Dopo aver raggiunto la quotazione massima di 2,41 euro/chilogrammo a dicembre scorso, il prezzo ha iniziato una forte discesa sino ad arrivare a inizio marzo addirittura a 1,57 euro/chilogrammo con un crollo dei listini del 35%, per poi via via risalire agli attuali 1,89 euro/chilogrammo. A queste condizioni, gli allevatori non ci stanno. Queste strumentalizzazioni hanno portato a riconoscere solo il 10% del prezzo pagato dal consumatore finale all’allevatore. Le quotazioni sono ferme su livelli di 5-6 anni fa, mentre i costi a carico dell’imprenditore agricolo sono praticamente raddoppiati.
Il dito è puntato su quella parte che cede ai capricci della GDO facendo cartello e portando i valori al di sotto della media, addirittura quella delle principali piazze europee.
“In Piemonte è molto sentita il protrarsi di questa situazione poiché, dopo il Veneto, è la seconda regione italiana per importanza nel settore cunicolo, contando quasi quattrocento allevamenti e più di ottocentomila capi riproduttori allevati, concentrati soprattutto nelle province di Cuneo e Torino – evidenzia Franco Ramello responsabile economico di Coldiretti Piemonte.
L’allevamento è caratterizzato da una prevalenza di strutture di medie/piccole dimensioni. Sin dagli albori la cunicoltura nazionale ha trovato nel Piemonte una delle zone più idonee e recettive per svilupparsi.

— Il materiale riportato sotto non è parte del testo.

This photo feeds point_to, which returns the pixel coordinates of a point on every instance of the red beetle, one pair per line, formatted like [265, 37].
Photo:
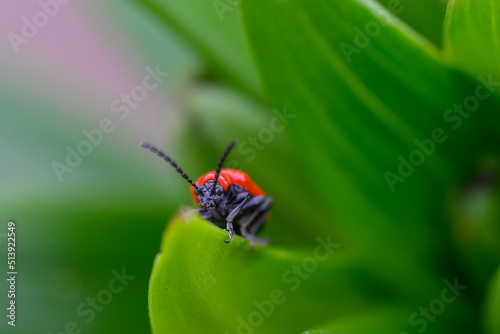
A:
[227, 196]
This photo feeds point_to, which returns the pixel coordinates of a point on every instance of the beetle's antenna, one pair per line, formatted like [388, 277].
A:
[221, 162]
[165, 157]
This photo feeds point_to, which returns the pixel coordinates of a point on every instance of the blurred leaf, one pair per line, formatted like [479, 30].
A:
[471, 36]
[491, 319]
[361, 112]
[386, 319]
[200, 284]
[218, 37]
[476, 220]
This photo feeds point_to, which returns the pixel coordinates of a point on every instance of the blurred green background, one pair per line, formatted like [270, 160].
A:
[233, 67]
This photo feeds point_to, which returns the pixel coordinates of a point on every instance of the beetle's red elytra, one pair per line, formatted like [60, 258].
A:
[227, 196]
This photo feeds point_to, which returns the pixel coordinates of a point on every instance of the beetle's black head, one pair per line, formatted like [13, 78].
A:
[208, 198]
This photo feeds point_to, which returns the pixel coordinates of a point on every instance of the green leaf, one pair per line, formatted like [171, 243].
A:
[414, 12]
[476, 220]
[215, 33]
[387, 319]
[199, 284]
[471, 36]
[358, 113]
[492, 310]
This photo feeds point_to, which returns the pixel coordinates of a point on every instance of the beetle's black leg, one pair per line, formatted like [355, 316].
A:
[229, 227]
[242, 198]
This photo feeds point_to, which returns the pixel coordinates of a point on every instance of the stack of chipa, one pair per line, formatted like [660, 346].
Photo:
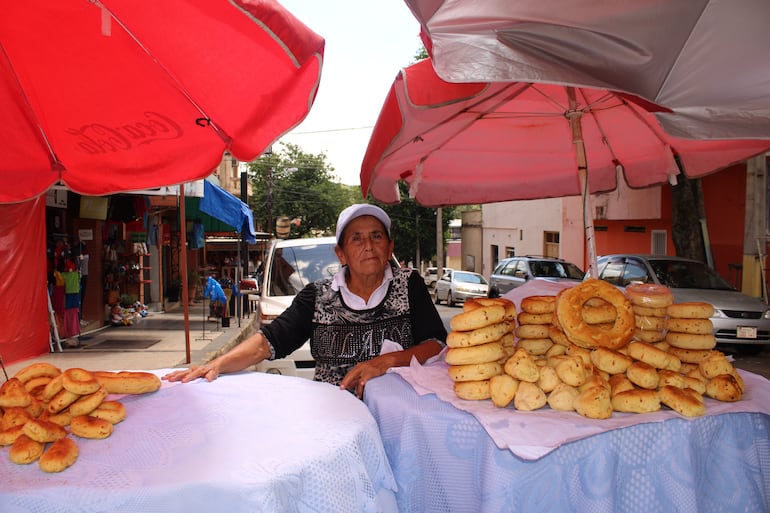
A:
[41, 406]
[609, 351]
[481, 340]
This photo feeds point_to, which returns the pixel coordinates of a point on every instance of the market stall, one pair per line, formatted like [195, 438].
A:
[246, 442]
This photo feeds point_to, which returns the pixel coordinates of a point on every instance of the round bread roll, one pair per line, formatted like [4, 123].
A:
[690, 310]
[59, 456]
[86, 426]
[594, 403]
[528, 318]
[529, 397]
[24, 450]
[569, 312]
[689, 355]
[643, 375]
[522, 366]
[52, 388]
[79, 381]
[88, 403]
[647, 322]
[636, 401]
[649, 311]
[562, 398]
[477, 318]
[538, 304]
[548, 379]
[474, 371]
[558, 336]
[571, 370]
[15, 416]
[669, 377]
[61, 400]
[650, 295]
[128, 382]
[44, 431]
[532, 331]
[472, 390]
[714, 364]
[620, 383]
[649, 336]
[609, 361]
[602, 314]
[684, 401]
[113, 411]
[535, 346]
[696, 326]
[8, 436]
[690, 340]
[502, 389]
[36, 370]
[13, 394]
[483, 353]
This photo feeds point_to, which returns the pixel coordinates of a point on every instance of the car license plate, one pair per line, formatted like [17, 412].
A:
[747, 332]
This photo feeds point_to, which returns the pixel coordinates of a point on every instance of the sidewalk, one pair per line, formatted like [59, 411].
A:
[153, 342]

Inoltre, a fianco dell’allevamento, a livello regionale si sviluppa una filiera che comprende, tra operatori diretti e indotto, un migliaio di addetti superando i 35 milioni di euro di fatturato annuo.
Gli allevatori piemontesi hanno da sempre posto la massima attenzione alla qualità delle loro produzioni, anche attraverso notevoli investimenti, e attenti al rispetto delle regole sanitarie, non ultimo l’adesione al piano di monitoraggio proposto dall’Assessorato regionale alla sanità, il quale ha permesso ai Servizi veterinari delle ASL di poter avere una maggiore conoscenza del comparto.
Nonostante tutti gli sforzi messi in atto dagli allevatori di conigli in questi ultimi anni, la paradossale situazione rischia di danneggiare pesantemente gli allevamenti piemontesi.
“A tutto ciò si aggiunge la mancanza di una normativa comunitaria che preveda l’obbligo di etichettatura delle carni cunicole – conclude Antonio De Concilio – e che potrebbe garantire una maggiore trasparenza al mercato, caratterizzato oggi da massicce importazioni, e la possibilità, per il consumatore, di sapere cosa acquista”.
Allo stato attuale, infatti, il Regolamento UE 1169/2011 che prevede dal 1°aprile 2015 l’obbligo di indicare il paese d’origine o luogo di provenienza per le carni suine, ovi-caprine e pollame (fresche, refrigerate o congelate) non contempla, inspiegabilmente, le carni cunicole.